Precipitation Estimation from the ARM Distributed Radar Network

 

Submitter:

Giangrande, Scott — Brookhaven National Laboratory

Area of research:

Cloud Processes

Journal Reference:

Giangrande SE, S Collis, A Theisen, and A Tokay. 2014. "Precipitation Estimation from the ARM Distributed Radar Network during the MC3E Campaign." Journal of Applied Meteorology and Climatology, 53(9), 10.1175/jamc-d-13-0321.1.

Science

Recently, the US Department of Energy's (DOE) Atmospheric Radiation Measurement (ARM) Climate Research Facility outfitted its fixed and mobile sites with scanning dual-polarized X/C-band weather radars. These systems are designed for improved observation of cloud and precipitation evolution, dynamic and microphysical processes and longer-term precipitation trends. An initial priority has been the development of a suite of hydrological analysis techniques and data products including radar quantitative precipitation estimation.

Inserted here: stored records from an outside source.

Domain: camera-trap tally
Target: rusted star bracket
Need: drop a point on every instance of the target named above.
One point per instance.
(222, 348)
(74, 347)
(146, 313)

The products are motivated by a demand for high-quality rainfall accumulation maps, which are used as a key constraint for ARM climate model forcing data sets and as an evaluation target for multiple scales of modeling.

Impact

This study documents the development of an initial set of ARM radar rainfall methods, using the wealth of radar resources surrounding the Southern Great Plains (SGP) facility near Lamont, Oklahoma. The study coincides with the joint Midlatitude Continental Convective Clouds Experiment (MC3E), a campaign funded by DOE's ARM Climate Research Facility and the National Aeronautics and Space Administration’s (NASA) Global Precipitation Measurement (GPM) mission. The MC3E campaign provided a unique backdrop for evaluating radar-rainfall methodologies at the ARM radar wavelengths that are shorter than the traditional WSR-88D radar. During this campaign, a suite of NASA GPM ground observations complemented the routine ARM observations and improved the ability to estimate rainfall variability and product uncertainty. Although these ARM radars operate at a shorter wavelength and are therefore susceptible to challenges such as attenuation in rain, the performance of several rainfall retrieval methods was comparable to estimates using nearby unattenuated WSR-88D observations. These results support confidence in ARM radar rainfall estimates when similar systems are deployed to remote global locations.

Summary

An ARM evaluation value-added product for several C-Band ARM Precipitation Radar (CSAPR) based estimates is now available. Radar processing codes used in this study are also available by accessing the open-source Python-ARM Radar Toolkit (Py-ART).